Of course, it can’t all be impromptu tattoos and laughs on FNL. It also has to be about the plight of Julie Taylor, stuck in a subplot so terrible it makes us remember Ferret Guy and Santiago in entirely different lights. (Blacklights, if you must know. But still.) This week, Julie’s crappy TA amour yanks her out of a (bad!) poetry reading and drives her to the best fry bread in Texas. He also takes her to a remote food stand. (Hey-o!) Terrible sex metaphors aside, the guy is a total creep who actually extols the deep spiritual value of “learning to get lost” and expects to be taken seriously for it. Of course, as often happens in one’s first month of college, Julie’s overage idyll is interrupted in study hall by Alison, the TA’s wife, who slaps Julie across her Habitat for Humanity–loving face and, in front of everyone, declares
DONNA MARTIN GRADUATES JULIE TAYLOR IS A SLUT! Now, we are admitted fans of Julie Taylor. And maybe our own college experience isn’t representative (our first month was spent learning to use “I” statements to be less confrontational and exploring how many types of cereal it was possible to mix in one bowl in the dining hall) — it’s possible that this sort of student-douchebag canoodling happens all the time. But the thing is: Alison is kind of right! Julie acted terribly here and the worst part is, we don’t see a reason for it. She ends the episode by returning to Dillon, ostensibly to do laundry — yeah, EMOTIONAL LAUNDRY — so if all of this was just a quick fix to return her to the main cast, then we are hugely disappointed. There are all sorts of interesting things a complex young woman like Julie could get involved with in her first year of college and exactly zero of them involve yet another bad relationship with an authority figure. Oh, and Julie: Matt Saracen is certainly not “just this guy in Chicago.” How dare you!

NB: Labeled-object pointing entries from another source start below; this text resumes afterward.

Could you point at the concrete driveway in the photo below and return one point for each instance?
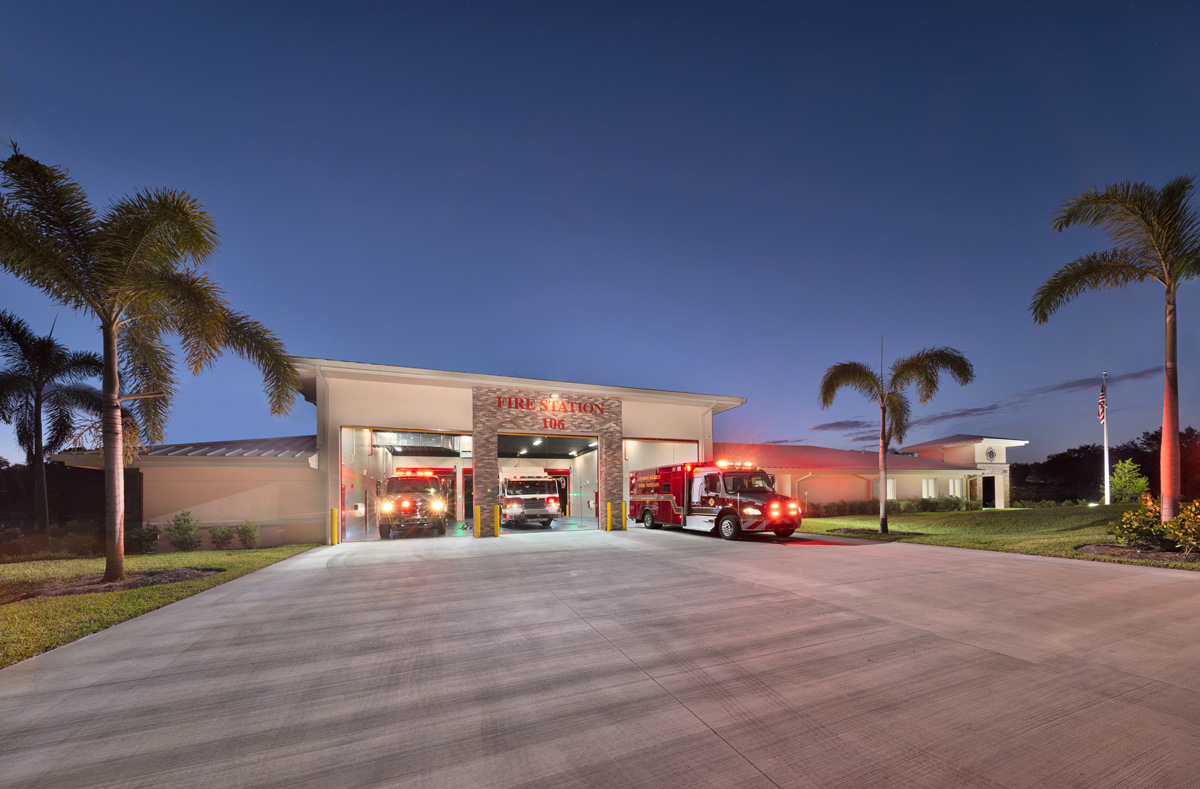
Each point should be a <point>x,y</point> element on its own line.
<point>640,658</point>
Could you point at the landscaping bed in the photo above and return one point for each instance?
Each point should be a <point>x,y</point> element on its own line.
<point>1144,554</point>
<point>53,602</point>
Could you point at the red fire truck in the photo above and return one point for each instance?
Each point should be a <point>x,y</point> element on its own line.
<point>724,497</point>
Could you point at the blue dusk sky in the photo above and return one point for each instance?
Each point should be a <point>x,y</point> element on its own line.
<point>723,198</point>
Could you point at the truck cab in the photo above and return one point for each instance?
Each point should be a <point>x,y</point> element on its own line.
<point>411,501</point>
<point>529,499</point>
<point>721,497</point>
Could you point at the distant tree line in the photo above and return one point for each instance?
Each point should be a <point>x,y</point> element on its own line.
<point>1077,473</point>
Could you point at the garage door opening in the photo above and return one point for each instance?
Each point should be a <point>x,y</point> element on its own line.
<point>547,482</point>
<point>405,483</point>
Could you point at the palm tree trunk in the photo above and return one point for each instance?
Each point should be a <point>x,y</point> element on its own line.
<point>114,463</point>
<point>883,470</point>
<point>1169,457</point>
<point>41,500</point>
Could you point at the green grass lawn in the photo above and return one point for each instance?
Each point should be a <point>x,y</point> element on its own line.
<point>1042,532</point>
<point>33,626</point>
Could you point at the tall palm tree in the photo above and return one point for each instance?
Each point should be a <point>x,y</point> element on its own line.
<point>136,270</point>
<point>923,369</point>
<point>41,389</point>
<point>1156,235</point>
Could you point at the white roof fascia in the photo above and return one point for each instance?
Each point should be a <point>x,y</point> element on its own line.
<point>364,371</point>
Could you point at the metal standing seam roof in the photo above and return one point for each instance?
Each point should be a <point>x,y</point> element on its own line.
<point>293,446</point>
<point>959,439</point>
<point>820,458</point>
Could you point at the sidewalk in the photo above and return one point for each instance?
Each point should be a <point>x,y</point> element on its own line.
<point>640,658</point>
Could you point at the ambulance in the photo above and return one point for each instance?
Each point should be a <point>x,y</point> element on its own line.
<point>731,498</point>
<point>413,500</point>
<point>529,495</point>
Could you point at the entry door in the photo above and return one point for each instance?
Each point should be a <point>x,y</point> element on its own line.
<point>989,492</point>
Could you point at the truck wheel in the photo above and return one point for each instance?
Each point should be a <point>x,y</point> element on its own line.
<point>729,526</point>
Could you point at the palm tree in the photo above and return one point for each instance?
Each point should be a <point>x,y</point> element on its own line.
<point>1156,235</point>
<point>923,368</point>
<point>136,270</point>
<point>39,390</point>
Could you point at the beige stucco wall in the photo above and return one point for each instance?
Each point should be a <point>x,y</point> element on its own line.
<point>831,488</point>
<point>282,497</point>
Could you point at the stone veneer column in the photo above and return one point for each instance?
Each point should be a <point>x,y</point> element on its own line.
<point>501,410</point>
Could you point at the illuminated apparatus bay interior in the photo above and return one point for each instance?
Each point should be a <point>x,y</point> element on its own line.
<point>377,421</point>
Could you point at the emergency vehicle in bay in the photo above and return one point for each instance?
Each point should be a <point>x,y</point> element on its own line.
<point>413,499</point>
<point>724,497</point>
<point>529,497</point>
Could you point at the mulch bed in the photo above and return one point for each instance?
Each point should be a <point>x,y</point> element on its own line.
<point>1151,554</point>
<point>91,584</point>
<point>875,531</point>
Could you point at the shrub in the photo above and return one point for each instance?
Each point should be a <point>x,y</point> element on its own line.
<point>184,531</point>
<point>221,536</point>
<point>247,534</point>
<point>1143,525</point>
<point>141,540</point>
<point>1185,529</point>
<point>1127,483</point>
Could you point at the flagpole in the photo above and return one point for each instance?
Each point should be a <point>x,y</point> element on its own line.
<point>1104,421</point>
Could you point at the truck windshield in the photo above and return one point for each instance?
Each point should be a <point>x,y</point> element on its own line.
<point>532,487</point>
<point>749,481</point>
<point>412,485</point>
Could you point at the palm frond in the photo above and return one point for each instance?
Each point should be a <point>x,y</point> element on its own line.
<point>46,230</point>
<point>924,369</point>
<point>256,343</point>
<point>55,203</point>
<point>154,232</point>
<point>1096,271</point>
<point>855,375</point>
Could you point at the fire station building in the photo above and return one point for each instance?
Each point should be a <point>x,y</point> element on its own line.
<point>375,421</point>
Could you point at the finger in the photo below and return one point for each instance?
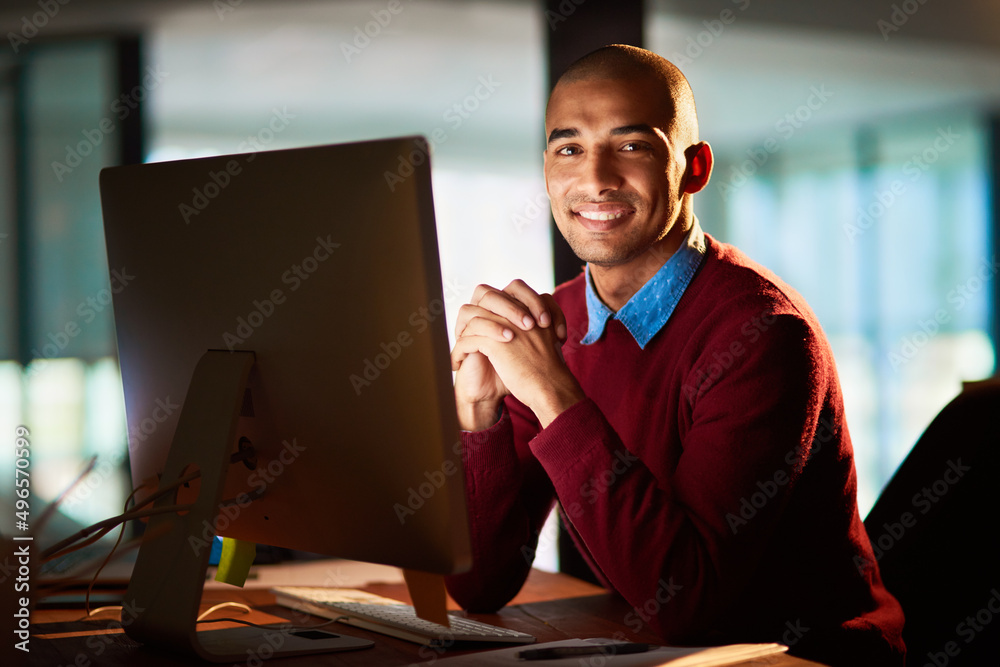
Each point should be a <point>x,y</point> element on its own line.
<point>537,304</point>
<point>558,317</point>
<point>468,345</point>
<point>488,325</point>
<point>503,304</point>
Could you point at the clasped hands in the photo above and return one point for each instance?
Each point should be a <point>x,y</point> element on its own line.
<point>509,342</point>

But that little detour to Soapville can’t knock the luster off of an excellent episode. Sure there are storm clouds on the horizon: Luke was too drunk to realize exactly what Vince was telling him about TMU, and as much as we’d like to believe that Ornette Howard is a changed man, the advances of the shady college scout can’t lead to anything good. And most worrisome of all was seeing Alien Baby Grace beginning to master the principles of human life — witness her “standing up” one doll on another and thus opening a window into the sort of genetic-modification experiments that the upcoming invasion will bring. Did everyone else clock the guilty expression on her angelic face when Tami announced that “Daddy” was home? But all of that quickly slipped out of our minds as easily as the Kingdom cheerleader’s phone number slipped out of Hastings’s hands. “We’re getting there,” Coach declared on the hung-over bus ride back to East Dillon. And we can’t help but agree.